Home*Cover Story*International

Today is ‘D’ day for Venezuelans as they vote in a referendum on Essequibo land dispute

Today is ‘D’ day for Venezuelans as they vote in a referendum on whether their country should claim the Essequibo region in Guyana as their own territory. The public referendum scheduled by Venezuela’s President, Nicolas Maduro, regarding the annexation of the Essequibo region and the granting of citizenship to its residents, which many analysts claim is a political power move by the Venezuelan leader who in some poles is flagging at between 20 to 30 percent popularity. General elections are due in 2024 in Venezuela.

In an area known to be rich in gold and other minerals in addition to oil, a Venezuelan base on the Barima River near the Mabaruma border with Guyana has a Venezuelan flag towering over the area, is being occupied by approximately 35 soldiers, with a small military fast boat on the river and a sandbag area in case soldiers needed to take cover. Soldiers carried out duties, including watching out for boats that were navigating the river course close to the boundary line separated by the river.

On Friday, the International Court of Justice (ICJ) ordered Venezuela not to take any action to challenge, disrupt or interfere with Guyana’s long-standing control and administration of the Essequibo region which makes up two-thirds of Guyana.

The Venezuelan Government in a statement released on Friday declared that “Venezuela’s Sun rises on the Essequibo.” The Madura regime said it had taken note of the pronouncement issued by the International Court of Justice, the Venezuelan Government said it “does not recognise the jurisdiction of the International Court of Justice to settle the territorial controversy over the Guyana Essequibo, especially in view of the existence of the Geneva Agreement of 1966”.

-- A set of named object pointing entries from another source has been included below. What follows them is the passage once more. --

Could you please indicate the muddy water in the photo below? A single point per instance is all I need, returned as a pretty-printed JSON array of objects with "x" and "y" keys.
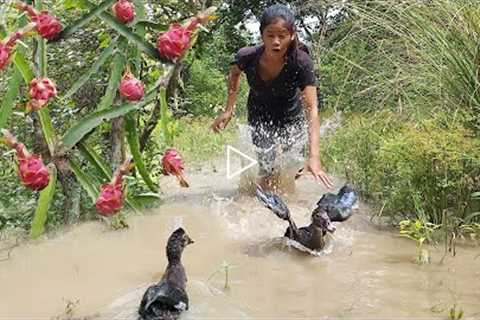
[{"x": 364, "y": 271}]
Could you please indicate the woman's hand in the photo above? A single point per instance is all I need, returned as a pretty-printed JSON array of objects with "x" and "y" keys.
[
  {"x": 313, "y": 166},
  {"x": 222, "y": 120}
]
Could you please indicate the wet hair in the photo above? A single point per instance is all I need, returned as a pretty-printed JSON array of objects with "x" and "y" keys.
[
  {"x": 272, "y": 13},
  {"x": 281, "y": 11}
]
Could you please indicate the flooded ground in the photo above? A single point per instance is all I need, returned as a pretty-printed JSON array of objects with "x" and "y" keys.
[{"x": 365, "y": 272}]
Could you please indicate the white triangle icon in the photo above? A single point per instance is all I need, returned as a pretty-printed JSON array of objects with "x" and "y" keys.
[{"x": 251, "y": 162}]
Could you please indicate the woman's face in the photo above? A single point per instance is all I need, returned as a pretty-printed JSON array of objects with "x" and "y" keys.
[{"x": 277, "y": 37}]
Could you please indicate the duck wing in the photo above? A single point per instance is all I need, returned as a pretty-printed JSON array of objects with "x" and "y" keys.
[
  {"x": 339, "y": 206},
  {"x": 274, "y": 203},
  {"x": 160, "y": 297}
]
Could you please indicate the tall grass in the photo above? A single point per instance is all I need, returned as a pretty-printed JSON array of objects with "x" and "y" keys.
[
  {"x": 419, "y": 57},
  {"x": 411, "y": 68}
]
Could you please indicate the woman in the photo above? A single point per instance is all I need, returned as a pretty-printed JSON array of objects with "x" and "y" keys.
[{"x": 282, "y": 83}]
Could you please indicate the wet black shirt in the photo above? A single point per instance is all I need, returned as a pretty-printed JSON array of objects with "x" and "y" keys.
[{"x": 276, "y": 102}]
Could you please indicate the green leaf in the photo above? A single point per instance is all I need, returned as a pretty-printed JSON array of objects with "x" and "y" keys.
[
  {"x": 132, "y": 138},
  {"x": 468, "y": 219},
  {"x": 44, "y": 201},
  {"x": 92, "y": 71},
  {"x": 102, "y": 169},
  {"x": 131, "y": 36},
  {"x": 22, "y": 65},
  {"x": 95, "y": 160},
  {"x": 47, "y": 129},
  {"x": 10, "y": 97},
  {"x": 118, "y": 64},
  {"x": 74, "y": 4},
  {"x": 78, "y": 130},
  {"x": 160, "y": 27},
  {"x": 85, "y": 180},
  {"x": 95, "y": 10},
  {"x": 165, "y": 117}
]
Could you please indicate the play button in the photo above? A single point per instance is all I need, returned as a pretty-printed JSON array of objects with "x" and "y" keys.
[{"x": 231, "y": 152}]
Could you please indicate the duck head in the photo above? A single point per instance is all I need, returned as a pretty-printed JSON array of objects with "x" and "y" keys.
[
  {"x": 177, "y": 241},
  {"x": 320, "y": 219},
  {"x": 273, "y": 202}
]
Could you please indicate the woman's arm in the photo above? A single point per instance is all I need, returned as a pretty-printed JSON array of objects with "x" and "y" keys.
[
  {"x": 313, "y": 164},
  {"x": 234, "y": 78}
]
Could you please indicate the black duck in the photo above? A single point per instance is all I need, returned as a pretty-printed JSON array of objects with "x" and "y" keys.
[
  {"x": 329, "y": 208},
  {"x": 168, "y": 298}
]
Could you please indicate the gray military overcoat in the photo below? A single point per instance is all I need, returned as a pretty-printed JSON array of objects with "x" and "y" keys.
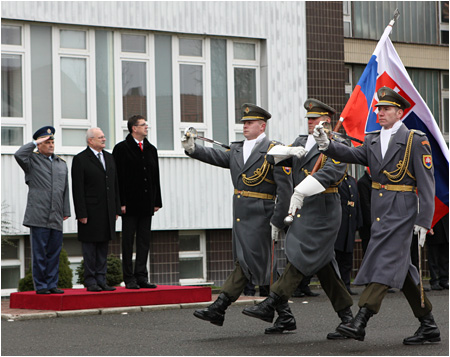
[
  {"x": 388, "y": 259},
  {"x": 311, "y": 237},
  {"x": 48, "y": 188},
  {"x": 252, "y": 216}
]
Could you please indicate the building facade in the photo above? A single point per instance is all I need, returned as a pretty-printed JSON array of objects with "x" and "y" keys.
[{"x": 76, "y": 65}]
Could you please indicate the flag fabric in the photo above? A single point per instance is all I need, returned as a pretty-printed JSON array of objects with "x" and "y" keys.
[{"x": 360, "y": 114}]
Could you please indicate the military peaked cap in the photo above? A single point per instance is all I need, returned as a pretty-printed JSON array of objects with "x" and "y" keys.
[
  {"x": 389, "y": 97},
  {"x": 253, "y": 112},
  {"x": 315, "y": 108},
  {"x": 44, "y": 131}
]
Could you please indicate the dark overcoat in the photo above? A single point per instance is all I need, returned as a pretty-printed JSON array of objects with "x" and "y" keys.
[
  {"x": 394, "y": 214},
  {"x": 95, "y": 196},
  {"x": 310, "y": 239},
  {"x": 351, "y": 215},
  {"x": 252, "y": 216},
  {"x": 138, "y": 173}
]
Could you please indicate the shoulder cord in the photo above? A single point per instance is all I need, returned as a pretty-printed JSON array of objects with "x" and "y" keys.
[
  {"x": 259, "y": 175},
  {"x": 402, "y": 166}
]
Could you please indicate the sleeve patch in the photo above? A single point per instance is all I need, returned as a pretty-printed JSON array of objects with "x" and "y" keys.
[
  {"x": 427, "y": 161},
  {"x": 287, "y": 170}
]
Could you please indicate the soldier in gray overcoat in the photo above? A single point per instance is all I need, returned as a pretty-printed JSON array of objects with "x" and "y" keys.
[
  {"x": 260, "y": 203},
  {"x": 400, "y": 163},
  {"x": 310, "y": 239},
  {"x": 48, "y": 206}
]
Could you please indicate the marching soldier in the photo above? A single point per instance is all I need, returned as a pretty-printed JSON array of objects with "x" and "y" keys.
[
  {"x": 260, "y": 203},
  {"x": 400, "y": 162},
  {"x": 309, "y": 245}
]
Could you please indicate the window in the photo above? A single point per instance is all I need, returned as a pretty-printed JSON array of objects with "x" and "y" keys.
[
  {"x": 443, "y": 23},
  {"x": 135, "y": 76},
  {"x": 74, "y": 92},
  {"x": 192, "y": 257},
  {"x": 445, "y": 105},
  {"x": 13, "y": 85},
  {"x": 347, "y": 18},
  {"x": 246, "y": 80}
]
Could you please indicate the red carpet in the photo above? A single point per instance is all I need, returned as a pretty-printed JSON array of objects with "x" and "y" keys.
[{"x": 78, "y": 299}]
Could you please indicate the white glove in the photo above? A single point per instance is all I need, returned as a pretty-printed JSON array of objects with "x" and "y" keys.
[
  {"x": 422, "y": 232},
  {"x": 281, "y": 152},
  {"x": 188, "y": 143},
  {"x": 275, "y": 232},
  {"x": 308, "y": 187},
  {"x": 320, "y": 137}
]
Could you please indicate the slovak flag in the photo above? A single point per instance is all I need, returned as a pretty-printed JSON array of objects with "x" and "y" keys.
[{"x": 360, "y": 114}]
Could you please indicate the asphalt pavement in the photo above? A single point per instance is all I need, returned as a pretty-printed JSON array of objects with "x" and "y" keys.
[{"x": 175, "y": 332}]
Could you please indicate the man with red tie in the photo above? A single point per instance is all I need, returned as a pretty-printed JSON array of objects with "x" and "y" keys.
[{"x": 140, "y": 196}]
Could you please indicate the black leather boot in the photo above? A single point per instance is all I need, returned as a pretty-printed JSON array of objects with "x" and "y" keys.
[
  {"x": 265, "y": 310},
  {"x": 215, "y": 313},
  {"x": 346, "y": 317},
  {"x": 284, "y": 322},
  {"x": 356, "y": 328},
  {"x": 427, "y": 332}
]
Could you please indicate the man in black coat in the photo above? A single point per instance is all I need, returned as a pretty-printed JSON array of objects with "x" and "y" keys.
[
  {"x": 365, "y": 192},
  {"x": 95, "y": 192},
  {"x": 140, "y": 198},
  {"x": 351, "y": 221}
]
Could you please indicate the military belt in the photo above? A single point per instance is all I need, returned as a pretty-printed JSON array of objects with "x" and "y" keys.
[
  {"x": 399, "y": 188},
  {"x": 331, "y": 190},
  {"x": 264, "y": 196}
]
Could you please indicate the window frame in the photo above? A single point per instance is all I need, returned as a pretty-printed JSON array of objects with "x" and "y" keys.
[
  {"x": 148, "y": 58},
  {"x": 195, "y": 254},
  {"x": 235, "y": 130},
  {"x": 22, "y": 50}
]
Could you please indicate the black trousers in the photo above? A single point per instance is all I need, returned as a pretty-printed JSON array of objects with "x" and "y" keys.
[
  {"x": 345, "y": 264},
  {"x": 95, "y": 262},
  {"x": 139, "y": 227}
]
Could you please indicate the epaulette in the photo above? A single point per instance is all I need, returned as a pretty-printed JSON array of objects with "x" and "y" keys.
[{"x": 418, "y": 132}]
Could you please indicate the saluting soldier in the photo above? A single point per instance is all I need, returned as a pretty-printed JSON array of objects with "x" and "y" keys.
[
  {"x": 46, "y": 175},
  {"x": 400, "y": 162},
  {"x": 260, "y": 203},
  {"x": 310, "y": 239}
]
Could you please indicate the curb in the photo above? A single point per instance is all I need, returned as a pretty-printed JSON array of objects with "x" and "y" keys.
[{"x": 116, "y": 310}]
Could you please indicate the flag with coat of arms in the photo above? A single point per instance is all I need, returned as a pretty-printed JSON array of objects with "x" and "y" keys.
[{"x": 360, "y": 114}]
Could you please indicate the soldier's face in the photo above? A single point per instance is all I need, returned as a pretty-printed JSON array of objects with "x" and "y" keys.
[
  {"x": 47, "y": 148},
  {"x": 253, "y": 128},
  {"x": 388, "y": 116},
  {"x": 312, "y": 122},
  {"x": 98, "y": 141}
]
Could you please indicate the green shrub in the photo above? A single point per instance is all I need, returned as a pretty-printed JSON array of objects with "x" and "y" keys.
[
  {"x": 114, "y": 274},
  {"x": 64, "y": 280}
]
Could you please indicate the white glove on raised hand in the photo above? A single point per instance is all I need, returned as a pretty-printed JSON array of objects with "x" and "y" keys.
[
  {"x": 308, "y": 187},
  {"x": 275, "y": 232},
  {"x": 422, "y": 233},
  {"x": 320, "y": 137},
  {"x": 188, "y": 143},
  {"x": 281, "y": 152}
]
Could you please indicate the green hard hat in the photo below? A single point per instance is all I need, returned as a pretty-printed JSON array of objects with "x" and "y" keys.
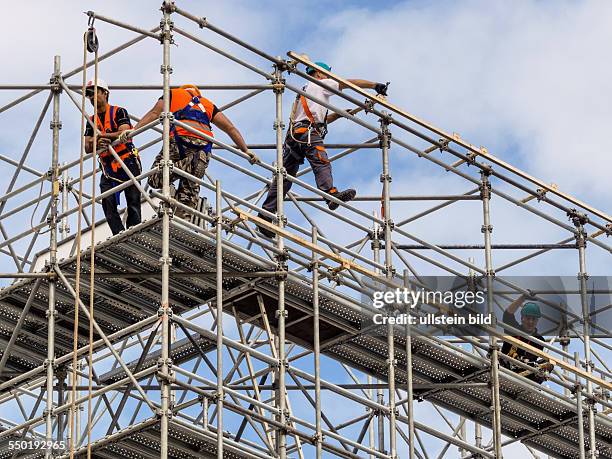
[
  {"x": 531, "y": 309},
  {"x": 310, "y": 70}
]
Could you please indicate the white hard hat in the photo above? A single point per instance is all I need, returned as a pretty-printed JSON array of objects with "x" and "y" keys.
[{"x": 101, "y": 84}]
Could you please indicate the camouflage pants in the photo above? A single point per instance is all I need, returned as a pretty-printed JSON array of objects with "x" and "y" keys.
[{"x": 194, "y": 162}]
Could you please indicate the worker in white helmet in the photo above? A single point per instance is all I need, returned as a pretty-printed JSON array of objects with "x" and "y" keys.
[{"x": 111, "y": 121}]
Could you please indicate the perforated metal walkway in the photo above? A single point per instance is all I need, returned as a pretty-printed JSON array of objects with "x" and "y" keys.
[{"x": 540, "y": 421}]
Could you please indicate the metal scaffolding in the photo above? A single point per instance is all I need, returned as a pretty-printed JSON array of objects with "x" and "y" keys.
[{"x": 200, "y": 338}]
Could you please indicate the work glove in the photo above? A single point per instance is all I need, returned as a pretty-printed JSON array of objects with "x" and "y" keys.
[
  {"x": 381, "y": 88},
  {"x": 103, "y": 142},
  {"x": 253, "y": 158},
  {"x": 123, "y": 136}
]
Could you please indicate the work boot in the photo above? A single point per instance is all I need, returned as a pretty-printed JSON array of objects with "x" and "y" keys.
[
  {"x": 264, "y": 231},
  {"x": 344, "y": 196}
]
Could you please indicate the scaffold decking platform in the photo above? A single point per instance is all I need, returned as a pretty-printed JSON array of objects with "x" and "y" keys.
[
  {"x": 191, "y": 335},
  {"x": 528, "y": 413}
]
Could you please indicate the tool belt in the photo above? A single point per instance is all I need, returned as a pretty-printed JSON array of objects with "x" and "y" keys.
[
  {"x": 306, "y": 127},
  {"x": 109, "y": 160}
]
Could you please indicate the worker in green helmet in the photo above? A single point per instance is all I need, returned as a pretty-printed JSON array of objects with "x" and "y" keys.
[
  {"x": 530, "y": 315},
  {"x": 305, "y": 138}
]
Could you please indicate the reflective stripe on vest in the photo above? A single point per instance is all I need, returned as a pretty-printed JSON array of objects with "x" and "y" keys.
[
  {"x": 191, "y": 110},
  {"x": 110, "y": 126}
]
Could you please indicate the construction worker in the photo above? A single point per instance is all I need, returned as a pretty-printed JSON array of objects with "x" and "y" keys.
[
  {"x": 304, "y": 140},
  {"x": 530, "y": 315},
  {"x": 111, "y": 122},
  {"x": 189, "y": 151}
]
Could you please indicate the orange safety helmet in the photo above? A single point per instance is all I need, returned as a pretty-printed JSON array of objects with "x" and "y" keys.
[{"x": 192, "y": 89}]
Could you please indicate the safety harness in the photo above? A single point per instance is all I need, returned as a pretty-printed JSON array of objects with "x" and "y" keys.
[{"x": 302, "y": 126}]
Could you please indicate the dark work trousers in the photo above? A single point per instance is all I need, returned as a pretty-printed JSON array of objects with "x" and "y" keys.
[
  {"x": 131, "y": 193},
  {"x": 294, "y": 152}
]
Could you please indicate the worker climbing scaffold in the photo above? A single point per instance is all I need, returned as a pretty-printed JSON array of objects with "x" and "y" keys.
[
  {"x": 111, "y": 121},
  {"x": 190, "y": 150},
  {"x": 307, "y": 130}
]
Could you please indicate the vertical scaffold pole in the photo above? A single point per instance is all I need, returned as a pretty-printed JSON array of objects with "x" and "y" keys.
[
  {"x": 385, "y": 178},
  {"x": 219, "y": 277},
  {"x": 487, "y": 229},
  {"x": 317, "y": 345},
  {"x": 579, "y": 410},
  {"x": 65, "y": 189},
  {"x": 409, "y": 382},
  {"x": 165, "y": 311},
  {"x": 56, "y": 125},
  {"x": 579, "y": 221},
  {"x": 380, "y": 398},
  {"x": 281, "y": 259}
]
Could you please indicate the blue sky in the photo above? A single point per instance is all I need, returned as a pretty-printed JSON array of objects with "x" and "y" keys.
[{"x": 528, "y": 80}]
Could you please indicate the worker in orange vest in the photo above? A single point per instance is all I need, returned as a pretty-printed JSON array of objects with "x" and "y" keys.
[
  {"x": 190, "y": 151},
  {"x": 111, "y": 121},
  {"x": 308, "y": 127}
]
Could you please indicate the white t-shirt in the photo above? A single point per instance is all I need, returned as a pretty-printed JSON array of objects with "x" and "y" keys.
[{"x": 318, "y": 111}]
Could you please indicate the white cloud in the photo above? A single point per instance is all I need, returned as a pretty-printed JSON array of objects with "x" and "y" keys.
[{"x": 529, "y": 80}]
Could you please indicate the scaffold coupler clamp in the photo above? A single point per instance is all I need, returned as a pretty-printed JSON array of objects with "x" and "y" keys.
[
  {"x": 91, "y": 38},
  {"x": 578, "y": 218},
  {"x": 166, "y": 34},
  {"x": 443, "y": 144},
  {"x": 317, "y": 438}
]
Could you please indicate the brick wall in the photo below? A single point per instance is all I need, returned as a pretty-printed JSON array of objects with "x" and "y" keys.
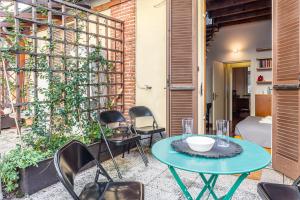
[{"x": 127, "y": 12}]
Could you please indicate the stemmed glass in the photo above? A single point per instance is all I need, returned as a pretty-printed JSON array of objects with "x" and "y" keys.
[
  {"x": 187, "y": 127},
  {"x": 222, "y": 133}
]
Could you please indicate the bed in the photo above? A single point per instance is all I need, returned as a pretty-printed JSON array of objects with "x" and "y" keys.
[{"x": 258, "y": 129}]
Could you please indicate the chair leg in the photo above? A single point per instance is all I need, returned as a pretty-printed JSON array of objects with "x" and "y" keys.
[
  {"x": 151, "y": 138},
  {"x": 113, "y": 159},
  {"x": 123, "y": 151},
  {"x": 129, "y": 148},
  {"x": 142, "y": 153},
  {"x": 161, "y": 135}
]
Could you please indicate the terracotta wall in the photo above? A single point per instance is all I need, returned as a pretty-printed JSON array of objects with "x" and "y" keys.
[{"x": 127, "y": 12}]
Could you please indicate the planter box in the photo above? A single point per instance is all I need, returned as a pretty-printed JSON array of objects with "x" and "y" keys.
[{"x": 33, "y": 179}]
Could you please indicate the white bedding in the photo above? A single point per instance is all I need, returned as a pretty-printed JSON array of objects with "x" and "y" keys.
[{"x": 256, "y": 129}]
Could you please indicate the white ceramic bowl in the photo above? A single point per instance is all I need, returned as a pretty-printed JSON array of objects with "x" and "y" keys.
[{"x": 200, "y": 143}]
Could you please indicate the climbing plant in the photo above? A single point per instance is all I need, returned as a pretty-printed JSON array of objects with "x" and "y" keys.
[{"x": 57, "y": 102}]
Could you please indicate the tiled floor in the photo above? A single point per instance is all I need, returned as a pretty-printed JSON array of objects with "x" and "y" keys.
[{"x": 158, "y": 181}]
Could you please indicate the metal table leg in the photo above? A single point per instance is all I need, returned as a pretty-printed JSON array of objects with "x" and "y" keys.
[
  {"x": 180, "y": 183},
  {"x": 209, "y": 185}
]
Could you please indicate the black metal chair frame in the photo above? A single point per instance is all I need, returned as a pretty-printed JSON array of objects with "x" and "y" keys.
[
  {"x": 128, "y": 131},
  {"x": 147, "y": 113},
  {"x": 65, "y": 181},
  {"x": 265, "y": 196}
]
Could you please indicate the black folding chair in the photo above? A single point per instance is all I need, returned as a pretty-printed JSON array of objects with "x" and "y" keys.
[
  {"x": 273, "y": 191},
  {"x": 142, "y": 111},
  {"x": 122, "y": 134},
  {"x": 73, "y": 157}
]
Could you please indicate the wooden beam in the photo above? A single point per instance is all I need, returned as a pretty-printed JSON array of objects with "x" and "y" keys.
[
  {"x": 108, "y": 5},
  {"x": 244, "y": 16},
  {"x": 242, "y": 21},
  {"x": 248, "y": 7},
  {"x": 29, "y": 16},
  {"x": 219, "y": 4},
  {"x": 10, "y": 25}
]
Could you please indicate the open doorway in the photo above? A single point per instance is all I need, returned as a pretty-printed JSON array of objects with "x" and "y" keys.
[{"x": 239, "y": 68}]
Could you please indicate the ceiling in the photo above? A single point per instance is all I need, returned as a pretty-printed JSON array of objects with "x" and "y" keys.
[{"x": 231, "y": 12}]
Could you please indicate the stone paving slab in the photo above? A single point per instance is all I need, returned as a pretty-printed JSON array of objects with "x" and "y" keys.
[{"x": 158, "y": 181}]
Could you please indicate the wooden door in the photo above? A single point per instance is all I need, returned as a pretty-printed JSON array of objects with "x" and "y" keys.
[
  {"x": 218, "y": 107},
  {"x": 181, "y": 64},
  {"x": 286, "y": 95}
]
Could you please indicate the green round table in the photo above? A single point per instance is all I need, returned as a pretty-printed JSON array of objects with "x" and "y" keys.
[{"x": 252, "y": 158}]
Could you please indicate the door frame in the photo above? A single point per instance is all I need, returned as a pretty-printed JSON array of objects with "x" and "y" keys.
[{"x": 195, "y": 63}]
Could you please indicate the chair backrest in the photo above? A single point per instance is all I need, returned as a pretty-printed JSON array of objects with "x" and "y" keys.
[
  {"x": 111, "y": 116},
  {"x": 69, "y": 160},
  {"x": 140, "y": 111}
]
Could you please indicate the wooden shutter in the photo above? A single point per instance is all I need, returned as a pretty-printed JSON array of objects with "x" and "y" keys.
[
  {"x": 286, "y": 95},
  {"x": 182, "y": 63}
]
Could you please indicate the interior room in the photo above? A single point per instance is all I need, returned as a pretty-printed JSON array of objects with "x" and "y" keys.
[{"x": 239, "y": 72}]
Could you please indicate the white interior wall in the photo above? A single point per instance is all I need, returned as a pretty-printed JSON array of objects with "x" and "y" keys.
[
  {"x": 151, "y": 57},
  {"x": 246, "y": 38}
]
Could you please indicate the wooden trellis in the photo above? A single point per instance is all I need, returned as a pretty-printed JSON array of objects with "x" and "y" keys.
[{"x": 74, "y": 32}]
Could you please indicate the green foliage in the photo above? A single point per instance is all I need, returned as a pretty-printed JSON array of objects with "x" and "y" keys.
[
  {"x": 58, "y": 117},
  {"x": 93, "y": 134},
  {"x": 16, "y": 159}
]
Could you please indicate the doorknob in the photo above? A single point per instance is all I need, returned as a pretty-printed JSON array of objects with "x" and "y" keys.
[{"x": 214, "y": 96}]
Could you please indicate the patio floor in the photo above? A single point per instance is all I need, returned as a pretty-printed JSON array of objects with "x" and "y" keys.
[{"x": 159, "y": 183}]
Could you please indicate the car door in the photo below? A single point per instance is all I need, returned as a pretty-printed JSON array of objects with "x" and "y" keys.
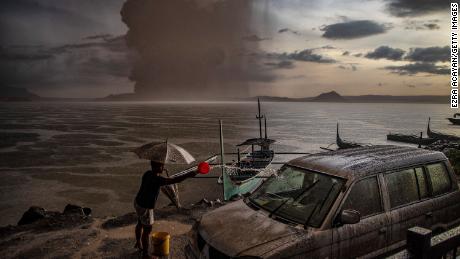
[
  {"x": 410, "y": 203},
  {"x": 370, "y": 234},
  {"x": 446, "y": 206}
]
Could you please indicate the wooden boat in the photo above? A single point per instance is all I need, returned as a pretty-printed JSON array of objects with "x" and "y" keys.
[
  {"x": 440, "y": 136},
  {"x": 411, "y": 139},
  {"x": 342, "y": 144},
  {"x": 248, "y": 173},
  {"x": 455, "y": 120}
]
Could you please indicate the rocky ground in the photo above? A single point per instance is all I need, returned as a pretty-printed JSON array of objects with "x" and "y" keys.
[{"x": 76, "y": 234}]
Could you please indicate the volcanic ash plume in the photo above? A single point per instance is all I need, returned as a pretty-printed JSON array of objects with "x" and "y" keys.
[{"x": 191, "y": 49}]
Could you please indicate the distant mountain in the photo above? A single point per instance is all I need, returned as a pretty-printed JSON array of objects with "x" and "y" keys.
[
  {"x": 17, "y": 94},
  {"x": 332, "y": 96}
]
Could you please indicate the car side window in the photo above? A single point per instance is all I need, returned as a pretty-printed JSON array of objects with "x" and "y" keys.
[
  {"x": 439, "y": 177},
  {"x": 422, "y": 183},
  {"x": 402, "y": 187},
  {"x": 364, "y": 197}
]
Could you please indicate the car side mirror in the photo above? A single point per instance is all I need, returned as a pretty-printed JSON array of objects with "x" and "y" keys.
[{"x": 350, "y": 217}]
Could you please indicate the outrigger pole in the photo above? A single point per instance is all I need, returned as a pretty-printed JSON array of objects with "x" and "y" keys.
[{"x": 259, "y": 117}]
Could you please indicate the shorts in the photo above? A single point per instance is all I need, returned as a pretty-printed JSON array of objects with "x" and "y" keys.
[{"x": 144, "y": 215}]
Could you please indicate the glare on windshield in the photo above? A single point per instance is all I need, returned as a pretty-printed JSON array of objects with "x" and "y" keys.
[{"x": 298, "y": 195}]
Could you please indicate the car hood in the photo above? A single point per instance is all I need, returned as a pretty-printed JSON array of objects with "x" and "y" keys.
[{"x": 234, "y": 229}]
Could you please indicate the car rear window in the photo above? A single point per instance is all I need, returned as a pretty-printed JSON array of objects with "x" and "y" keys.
[
  {"x": 439, "y": 177},
  {"x": 403, "y": 186},
  {"x": 364, "y": 197}
]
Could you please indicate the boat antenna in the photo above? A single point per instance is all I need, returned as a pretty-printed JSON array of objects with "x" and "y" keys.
[
  {"x": 428, "y": 129},
  {"x": 265, "y": 121},
  {"x": 337, "y": 136},
  {"x": 420, "y": 140},
  {"x": 259, "y": 117}
]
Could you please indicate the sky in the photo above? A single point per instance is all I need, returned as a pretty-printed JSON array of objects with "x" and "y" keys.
[{"x": 193, "y": 48}]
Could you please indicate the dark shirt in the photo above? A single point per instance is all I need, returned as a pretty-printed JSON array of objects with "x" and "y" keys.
[{"x": 150, "y": 188}]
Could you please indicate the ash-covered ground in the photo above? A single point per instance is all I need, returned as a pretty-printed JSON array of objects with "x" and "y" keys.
[{"x": 52, "y": 154}]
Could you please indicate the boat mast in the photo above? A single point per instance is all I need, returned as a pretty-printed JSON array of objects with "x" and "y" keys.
[
  {"x": 259, "y": 117},
  {"x": 265, "y": 121}
]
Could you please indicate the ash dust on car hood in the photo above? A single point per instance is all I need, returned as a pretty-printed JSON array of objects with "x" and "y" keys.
[{"x": 237, "y": 228}]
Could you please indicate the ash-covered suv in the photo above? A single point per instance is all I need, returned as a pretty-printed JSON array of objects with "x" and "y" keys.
[{"x": 341, "y": 204}]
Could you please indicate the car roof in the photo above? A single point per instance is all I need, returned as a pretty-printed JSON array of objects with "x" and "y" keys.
[{"x": 368, "y": 160}]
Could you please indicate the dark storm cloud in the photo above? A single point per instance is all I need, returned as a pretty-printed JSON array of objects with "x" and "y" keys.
[
  {"x": 254, "y": 38},
  {"x": 284, "y": 64},
  {"x": 419, "y": 67},
  {"x": 353, "y": 29},
  {"x": 284, "y": 30},
  {"x": 351, "y": 67},
  {"x": 422, "y": 25},
  {"x": 57, "y": 21},
  {"x": 307, "y": 55},
  {"x": 99, "y": 36},
  {"x": 193, "y": 47},
  {"x": 385, "y": 52},
  {"x": 403, "y": 8},
  {"x": 21, "y": 54},
  {"x": 64, "y": 67},
  {"x": 431, "y": 54}
]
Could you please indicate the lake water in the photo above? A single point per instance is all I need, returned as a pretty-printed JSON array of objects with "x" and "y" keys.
[{"x": 55, "y": 153}]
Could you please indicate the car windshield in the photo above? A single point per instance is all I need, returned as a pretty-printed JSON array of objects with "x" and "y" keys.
[{"x": 298, "y": 195}]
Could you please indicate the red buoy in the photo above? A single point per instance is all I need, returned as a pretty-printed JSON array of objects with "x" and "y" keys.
[{"x": 203, "y": 168}]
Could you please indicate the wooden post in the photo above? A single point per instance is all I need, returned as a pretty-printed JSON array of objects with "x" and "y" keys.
[
  {"x": 419, "y": 242},
  {"x": 222, "y": 161}
]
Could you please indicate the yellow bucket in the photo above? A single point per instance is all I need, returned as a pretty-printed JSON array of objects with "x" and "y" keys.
[{"x": 160, "y": 242}]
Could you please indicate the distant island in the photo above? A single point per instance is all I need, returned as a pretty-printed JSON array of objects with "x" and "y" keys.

The statement also said: “Nothing in international law allowed the Court to interfere in Venezuela’s internal affairs, nor to pretend to prohibit or modify a sovereign act organised within the framework of its participatory political system and based on its Constitution,”

Madura’s government continued: “Guyana had violated the Geneva Agreement and international legality by unilaterally granting concessions in the land territory and the waters pending delimitation, as well as facilitated its territory for the military deployment in our region of the main warmongering power in the planet.”

Guyana’s security forces are particularly vigilant and alert.